MANADO — Pajak rokok Sulut tahun 2018 ditargetkan Rp157.887.500.000. Jika mengacu pada Peraturan Presiden (Perpres) Nomor 28 Tahun 2018 tentang JKN (Jaminan Kesehatan Nasional), daerah yang dipimpin Gubernur Sulut Olly Dondokambey bakal menopang JKN sebesar Rp59.207.812.500 jika pajak rokok terealisasi 100% dari target.
Mekanismenya, dari 50% pajak rokok untuk daerah, sebanyak 75% akan diambil pemerintah pusat untuk disalurkan ke program JKN.
Sesuai rilis resmi Badan Pendapatan Daerah (Bapenda) Sulut yang dipimpin Olvie Atteng SE MSi tersebut, realisasi pajak rokok per 31 Oktober 2018 sudah mencapai Rp129.307.706.863 atau 81.90%.
Di sisi lain, Kepala BPJS Kesehatan Cabang Manado melalui Kabid Kepesertaan Adi Rengkung, mengakui pemanfaatan pajak rokok bakal sangat membantu kelanjutan program JKN.
Hal yang sama juga diutarakan sejumlah peserta JKN-KIS. Menurut mereka program ini sudah selayaknya didukung secara finansial. Apalagi penyelenggaraan JKN menyeluruh membutuhkan dana yang sangat besar.
Sementara itu, dikutip dari www.online-pajak.com, menyebutkan dalam Perpres Nomor 28 Tahun 2018 ini, pemerintah bisa menggunakan sebagian porsi pajak rokok yang menjadi hak pemerintah daerah baik propinsi, kota dan kabupaten untuk dialokasikan ke program JKN. Termasuk di antaranya menutup defisit yang dialami BPJS Kesehatan.
Pajak rokok sendiri memiliki pengertian berbeda dengan cukai rokok, baik dari cara pungutan maupun besaran pungutannya. Pajak rokok dapat diartikan sebagai pungutan atas cukai yang dipungut pemerintah.
Sedangkan cukai rokok adalah pungutan terhadap rokok dan produk tembakau lainnya, termasuk cigaret, cerutu dan rokok daun. Pembebanannya pun berbeda. Kalau cukai rokok dibebankan kepada perokok, sementara pajak rokok dibebankan kepada produsen rokok.
Perhitungan pajak rokok yang digunakan dewasa ini adalah menggunakan pengukuran berdasarkan harga jual eceran atau HJE. Misalnya, kalau HJE rokok dipatok Rp 1.000 per batang, maka penghitungannya adalah sebagai berikut:
Cukai rokok: 40% x Rp 1.000 = Rp 400
Pajak rokok: 10% x Rp 400 = Rp 40
Nah, Rp40 inilah yang masuk dalam kas pemerintah daerah. Jadi, bayangkan saja berapa besar pajak rokok yang diterima daerah setiap tahun. Tentu besar sekali, sebab bisa dibilang Indonesia merupakan surga perokok, di mana angka penjualan rokok sangat tinggi.

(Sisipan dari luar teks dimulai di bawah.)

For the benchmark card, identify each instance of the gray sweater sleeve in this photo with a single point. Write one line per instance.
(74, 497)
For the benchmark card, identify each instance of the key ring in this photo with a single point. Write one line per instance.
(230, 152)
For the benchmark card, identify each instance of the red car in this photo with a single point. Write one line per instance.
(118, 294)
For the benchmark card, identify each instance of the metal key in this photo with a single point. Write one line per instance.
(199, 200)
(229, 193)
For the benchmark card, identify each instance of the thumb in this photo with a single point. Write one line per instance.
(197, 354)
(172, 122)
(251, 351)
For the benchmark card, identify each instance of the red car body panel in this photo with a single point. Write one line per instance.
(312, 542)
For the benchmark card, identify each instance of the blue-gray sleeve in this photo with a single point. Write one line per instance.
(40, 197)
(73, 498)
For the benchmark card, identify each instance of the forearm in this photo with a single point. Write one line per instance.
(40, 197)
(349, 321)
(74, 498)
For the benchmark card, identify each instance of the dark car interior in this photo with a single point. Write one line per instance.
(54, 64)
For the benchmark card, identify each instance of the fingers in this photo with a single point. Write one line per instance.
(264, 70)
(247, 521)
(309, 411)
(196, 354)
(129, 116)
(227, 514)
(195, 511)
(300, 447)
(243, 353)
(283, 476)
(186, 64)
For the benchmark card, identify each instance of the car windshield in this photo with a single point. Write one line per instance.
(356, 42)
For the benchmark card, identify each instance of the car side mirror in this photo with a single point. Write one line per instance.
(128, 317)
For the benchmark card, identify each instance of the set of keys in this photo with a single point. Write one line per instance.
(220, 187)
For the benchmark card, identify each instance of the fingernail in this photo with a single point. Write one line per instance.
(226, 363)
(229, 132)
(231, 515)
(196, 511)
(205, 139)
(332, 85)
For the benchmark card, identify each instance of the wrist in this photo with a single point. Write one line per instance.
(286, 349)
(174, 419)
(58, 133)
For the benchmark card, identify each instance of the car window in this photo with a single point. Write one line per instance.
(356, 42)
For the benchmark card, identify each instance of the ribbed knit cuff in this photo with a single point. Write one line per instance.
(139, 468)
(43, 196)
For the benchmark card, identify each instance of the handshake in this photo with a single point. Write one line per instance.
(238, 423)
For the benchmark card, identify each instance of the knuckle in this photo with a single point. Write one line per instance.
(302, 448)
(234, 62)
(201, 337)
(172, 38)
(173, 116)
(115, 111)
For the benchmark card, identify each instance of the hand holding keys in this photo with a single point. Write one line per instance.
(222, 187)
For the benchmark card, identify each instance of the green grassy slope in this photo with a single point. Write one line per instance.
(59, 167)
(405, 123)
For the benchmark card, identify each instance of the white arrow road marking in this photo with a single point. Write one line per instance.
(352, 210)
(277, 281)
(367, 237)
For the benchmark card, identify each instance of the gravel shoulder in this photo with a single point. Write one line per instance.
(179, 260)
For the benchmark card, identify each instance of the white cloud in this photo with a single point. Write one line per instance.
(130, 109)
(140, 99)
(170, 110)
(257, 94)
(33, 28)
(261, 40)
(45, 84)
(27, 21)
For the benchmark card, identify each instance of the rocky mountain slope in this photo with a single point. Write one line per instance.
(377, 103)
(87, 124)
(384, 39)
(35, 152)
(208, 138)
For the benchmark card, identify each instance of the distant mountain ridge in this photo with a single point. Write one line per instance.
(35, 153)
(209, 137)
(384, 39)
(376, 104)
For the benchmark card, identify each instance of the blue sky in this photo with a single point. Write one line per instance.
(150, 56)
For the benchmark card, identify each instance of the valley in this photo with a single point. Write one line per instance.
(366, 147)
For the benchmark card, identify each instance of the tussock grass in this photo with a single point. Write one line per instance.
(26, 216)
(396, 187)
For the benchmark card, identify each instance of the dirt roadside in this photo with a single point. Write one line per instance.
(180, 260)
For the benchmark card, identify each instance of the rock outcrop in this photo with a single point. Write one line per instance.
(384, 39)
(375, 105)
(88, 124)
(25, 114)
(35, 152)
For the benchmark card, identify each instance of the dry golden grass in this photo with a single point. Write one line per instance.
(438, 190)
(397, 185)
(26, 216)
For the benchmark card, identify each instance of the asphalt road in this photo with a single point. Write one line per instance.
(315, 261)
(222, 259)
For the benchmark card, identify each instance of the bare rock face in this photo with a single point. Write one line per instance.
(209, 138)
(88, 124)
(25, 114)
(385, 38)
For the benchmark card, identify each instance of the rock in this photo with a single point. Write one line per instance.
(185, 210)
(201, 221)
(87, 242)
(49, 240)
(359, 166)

Terkait dengan penggunaan pajak rokok untuk menambal defisit BPJS Kesehatan, Presiden Joko Widodo menyatakan bahwa penerapannya sudah sesuai dengan aturan dan didukung pula oleh pemerintah daerah.
Presiden mengemukakan bahwa pada akhirnya daerah menjadi pihak yang akan menerima manfaat dari pajak rokok ini. Pasalnya, dana yang dipotong untuk JKN akhirnya akan bermanfaat pula bagi pelayanan kesehatan di daerah.
Pada satu sisi, Kemenkeu menyatakan pemotongan pendapatan pajak rokok dari pemerintah daerah berpotensi memberikan kontribusi sebesar Rp1,1 triliun untuk BPJS Kesehatan.